Los Chone Killers
- Founded: 2020
- Territory: Durán, Ecuador
- Membership: 2,000
- Leaders: Antonio Benjamín Camacho "Ben 10", Terry Israel Camacho "Trompudo"
- Activities: Narcotrafficking, assassinations, extortion, human trafficking, money laundering, murder, assault, arms trafficking, kidnapping
- Allies: Los Tiguerones, Los Lobos, Jalisco New Generation Cartel
- Rivals: Los Choneros, Latin Kings, Los Lagartos (on occasion)

= Los Chone Killers =

Criminal organization in Ecuador

Los Chone Killers, or Chone Killers, are an Ecuadorian criminal and terrorist organization known for their drug trafficking activities, assassinations, and other crimes. The group split from Los Choneros in 2020, along with Los Lobos and Los Tiguerones following the murder of Los Choneros leader Jorge Luis Zambrano. The group mainly operates in Guayas Province, in particular the city of Durán.

== History ==
Los Chone Killers are derived from the Puerto Rican drug trafficking gang Ñetas after the latter's international expansion. When Los Choneros leader Zambrano was killed in 2020, Los Chone Killers and several other gangs split off due to disagreements with the leadership of José Adolfo Macías Villamar. Clashes and massacres in prisons across Ecuador broke out in the wake of the split. When Los Chone Killers emerged, they were unpopular in Durán.

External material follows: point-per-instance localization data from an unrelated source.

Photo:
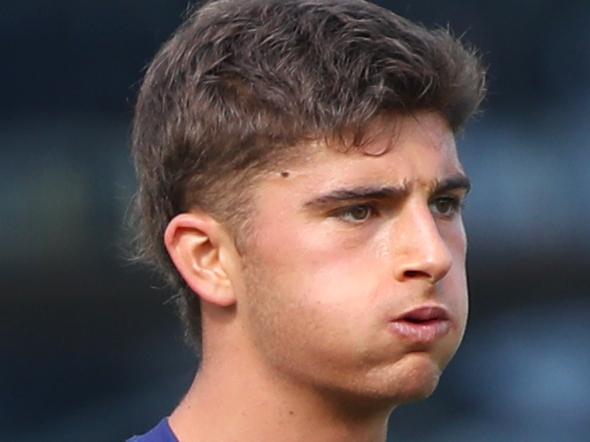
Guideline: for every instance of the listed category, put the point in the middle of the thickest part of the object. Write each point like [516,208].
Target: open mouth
[422,325]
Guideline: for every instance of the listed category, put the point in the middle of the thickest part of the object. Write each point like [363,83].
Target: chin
[413,379]
[419,379]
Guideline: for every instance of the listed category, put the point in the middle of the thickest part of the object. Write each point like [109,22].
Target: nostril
[414,274]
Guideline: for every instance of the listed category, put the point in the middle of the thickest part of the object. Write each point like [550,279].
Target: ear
[202,251]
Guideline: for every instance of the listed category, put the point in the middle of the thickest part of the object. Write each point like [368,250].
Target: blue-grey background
[89,348]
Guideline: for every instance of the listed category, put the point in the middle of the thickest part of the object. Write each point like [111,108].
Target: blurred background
[91,349]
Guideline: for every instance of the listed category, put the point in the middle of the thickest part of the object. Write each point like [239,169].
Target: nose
[421,252]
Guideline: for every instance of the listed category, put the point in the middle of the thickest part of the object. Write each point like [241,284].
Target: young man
[300,187]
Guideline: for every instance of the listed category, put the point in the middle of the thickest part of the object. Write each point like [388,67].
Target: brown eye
[356,214]
[446,206]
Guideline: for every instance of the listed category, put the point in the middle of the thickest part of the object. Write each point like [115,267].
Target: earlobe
[195,242]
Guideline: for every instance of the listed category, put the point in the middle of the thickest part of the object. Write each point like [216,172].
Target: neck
[235,401]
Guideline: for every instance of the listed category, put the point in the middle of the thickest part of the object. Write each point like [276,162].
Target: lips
[422,325]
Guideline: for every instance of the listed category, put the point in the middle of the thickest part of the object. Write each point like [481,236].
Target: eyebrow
[453,183]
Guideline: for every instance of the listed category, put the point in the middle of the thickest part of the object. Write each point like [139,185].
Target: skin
[297,335]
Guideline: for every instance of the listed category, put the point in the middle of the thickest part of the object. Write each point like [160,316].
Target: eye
[356,214]
[446,206]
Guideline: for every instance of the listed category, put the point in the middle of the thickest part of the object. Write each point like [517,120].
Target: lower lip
[423,332]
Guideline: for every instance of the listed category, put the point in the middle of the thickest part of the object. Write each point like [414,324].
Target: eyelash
[345,214]
[455,204]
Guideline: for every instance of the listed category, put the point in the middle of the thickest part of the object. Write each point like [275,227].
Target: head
[254,108]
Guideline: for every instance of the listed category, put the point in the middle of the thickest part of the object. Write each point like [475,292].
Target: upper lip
[425,313]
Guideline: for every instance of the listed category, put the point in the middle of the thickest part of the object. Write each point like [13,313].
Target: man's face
[346,247]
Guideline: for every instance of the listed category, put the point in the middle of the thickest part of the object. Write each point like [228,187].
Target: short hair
[243,81]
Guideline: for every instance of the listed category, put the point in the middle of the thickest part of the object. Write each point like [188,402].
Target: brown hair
[243,80]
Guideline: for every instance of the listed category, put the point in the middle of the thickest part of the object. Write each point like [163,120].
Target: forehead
[418,147]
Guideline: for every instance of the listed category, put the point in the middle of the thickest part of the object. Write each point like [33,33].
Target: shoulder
[160,433]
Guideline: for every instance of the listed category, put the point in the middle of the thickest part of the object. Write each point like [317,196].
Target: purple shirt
[160,433]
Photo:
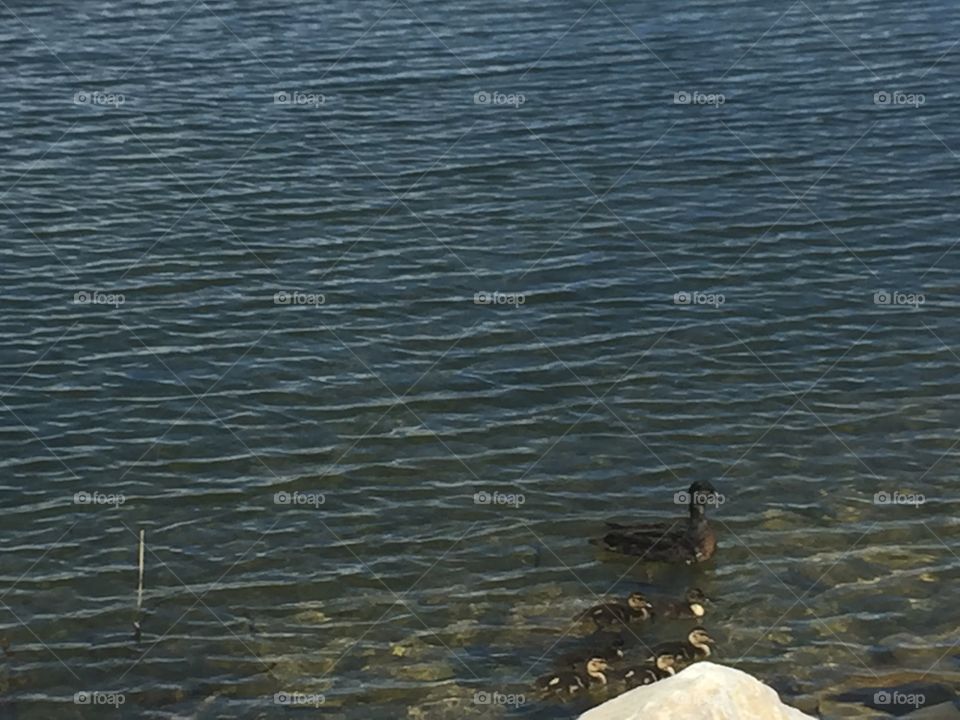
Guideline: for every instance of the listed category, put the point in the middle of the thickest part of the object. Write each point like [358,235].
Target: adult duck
[686,540]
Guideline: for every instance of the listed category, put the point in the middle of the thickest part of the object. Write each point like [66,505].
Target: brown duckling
[695,647]
[572,682]
[603,645]
[694,606]
[637,607]
[663,667]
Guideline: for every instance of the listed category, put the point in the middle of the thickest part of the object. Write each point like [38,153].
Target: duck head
[595,668]
[639,604]
[696,601]
[701,493]
[700,639]
[666,662]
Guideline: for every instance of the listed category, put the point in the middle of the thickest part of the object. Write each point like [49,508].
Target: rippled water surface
[724,233]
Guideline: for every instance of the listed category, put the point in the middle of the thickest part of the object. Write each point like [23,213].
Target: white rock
[703,691]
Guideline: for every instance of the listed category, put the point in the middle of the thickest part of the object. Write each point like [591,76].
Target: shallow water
[144,156]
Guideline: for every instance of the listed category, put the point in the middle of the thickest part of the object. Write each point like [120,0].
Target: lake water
[242,251]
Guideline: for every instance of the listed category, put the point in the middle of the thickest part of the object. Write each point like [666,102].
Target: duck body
[637,676]
[688,541]
[662,667]
[636,608]
[607,647]
[695,647]
[566,683]
[692,608]
[572,682]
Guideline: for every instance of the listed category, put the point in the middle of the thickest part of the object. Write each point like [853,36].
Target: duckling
[637,607]
[604,645]
[695,647]
[694,606]
[689,541]
[663,667]
[571,682]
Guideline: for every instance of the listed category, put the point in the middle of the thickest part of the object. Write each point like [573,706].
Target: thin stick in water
[136,623]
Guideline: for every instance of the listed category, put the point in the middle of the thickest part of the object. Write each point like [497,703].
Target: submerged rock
[704,691]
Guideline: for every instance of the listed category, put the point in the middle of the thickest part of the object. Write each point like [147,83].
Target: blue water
[242,251]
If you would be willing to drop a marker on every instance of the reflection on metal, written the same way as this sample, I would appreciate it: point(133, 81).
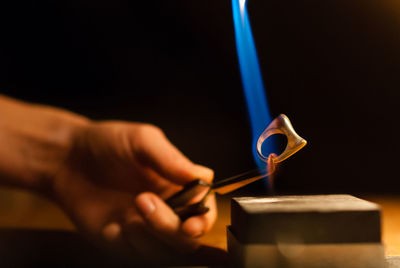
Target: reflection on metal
point(281, 125)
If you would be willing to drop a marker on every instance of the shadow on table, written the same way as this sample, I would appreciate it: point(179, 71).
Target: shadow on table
point(28, 248)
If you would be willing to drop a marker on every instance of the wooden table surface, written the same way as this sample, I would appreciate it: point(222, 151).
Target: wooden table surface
point(20, 209)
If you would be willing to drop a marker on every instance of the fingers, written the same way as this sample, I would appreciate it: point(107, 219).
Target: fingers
point(163, 222)
point(154, 149)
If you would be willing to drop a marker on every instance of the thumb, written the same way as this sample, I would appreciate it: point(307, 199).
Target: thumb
point(155, 150)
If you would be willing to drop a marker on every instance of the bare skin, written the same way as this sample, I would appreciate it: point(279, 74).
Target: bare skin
point(109, 177)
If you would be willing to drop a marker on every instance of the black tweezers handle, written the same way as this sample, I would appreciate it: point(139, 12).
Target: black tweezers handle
point(178, 202)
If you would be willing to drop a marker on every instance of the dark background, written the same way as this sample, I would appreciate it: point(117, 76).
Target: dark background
point(332, 66)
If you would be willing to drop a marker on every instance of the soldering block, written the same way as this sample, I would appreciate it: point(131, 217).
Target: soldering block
point(305, 231)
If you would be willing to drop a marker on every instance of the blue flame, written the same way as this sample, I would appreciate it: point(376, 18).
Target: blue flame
point(253, 85)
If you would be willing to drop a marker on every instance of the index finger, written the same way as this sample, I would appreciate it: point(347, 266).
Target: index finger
point(154, 149)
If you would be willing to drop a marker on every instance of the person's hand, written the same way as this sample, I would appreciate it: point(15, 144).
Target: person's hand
point(113, 184)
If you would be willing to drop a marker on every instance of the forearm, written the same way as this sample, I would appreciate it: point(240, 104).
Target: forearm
point(34, 141)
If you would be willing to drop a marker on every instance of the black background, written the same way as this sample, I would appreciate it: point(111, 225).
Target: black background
point(332, 66)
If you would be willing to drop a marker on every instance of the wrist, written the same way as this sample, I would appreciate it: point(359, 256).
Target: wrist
point(36, 141)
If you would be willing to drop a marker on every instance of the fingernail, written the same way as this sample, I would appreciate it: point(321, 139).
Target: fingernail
point(203, 172)
point(194, 228)
point(111, 231)
point(145, 205)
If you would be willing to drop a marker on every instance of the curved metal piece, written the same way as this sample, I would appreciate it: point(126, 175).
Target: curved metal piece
point(281, 125)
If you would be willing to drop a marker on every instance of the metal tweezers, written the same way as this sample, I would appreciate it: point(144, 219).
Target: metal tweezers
point(180, 202)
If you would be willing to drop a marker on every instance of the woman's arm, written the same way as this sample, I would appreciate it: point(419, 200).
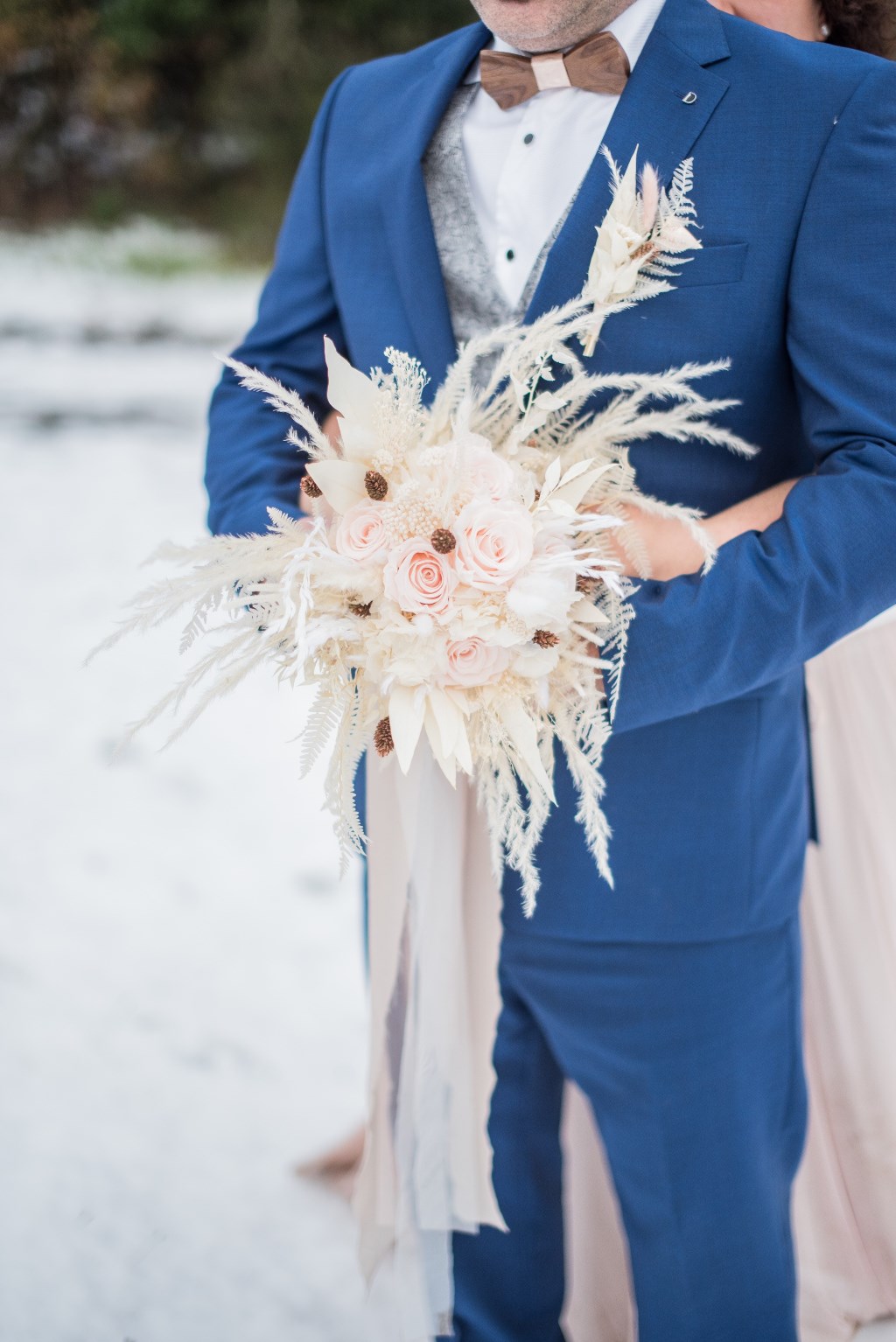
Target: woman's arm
point(668, 550)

In 2021, Los Chone Killers, along with other gangs formerly allied to Los Choneros, including Los Pipos, Los Lobos and Tiguerones, announced the creation of an alliance dubbed Nueva Generación after an alliance with Jalisco New Generation Cartel.

Los Chone Killers gained international notoriety following the murder of Leandro Norero, alias "El Jefe", the financier of the gang. The Ecuadorian government warned of reprisal attacks by Los Chone Killers in Litoral Penitentiary, and decided to transfer Los Chone Killers prisoners to other prisons to prevent clashes. Instead, clashes broke out against prison guards and Ecuadorian police by Los Chone Killers across Ecuador.

In May 2024, Panamanian authorities managed to capture Julio Alberto Martínez Alcívar, alias "Negro Tulio", a high-value target and ringleader of the Chone Killers criminal group, wanted in Ecuador for terrorism and identified as the alleged mastermind of the murder of an anti-corruption prosecutor. The Panamanian National Police reported his arrest on Thursday, May 30.

Since 2023, Los Chone Killers have been in a territorial dispute with Latin Kings in Durán. In 2026, it was designated as a terrorist organization by the United States.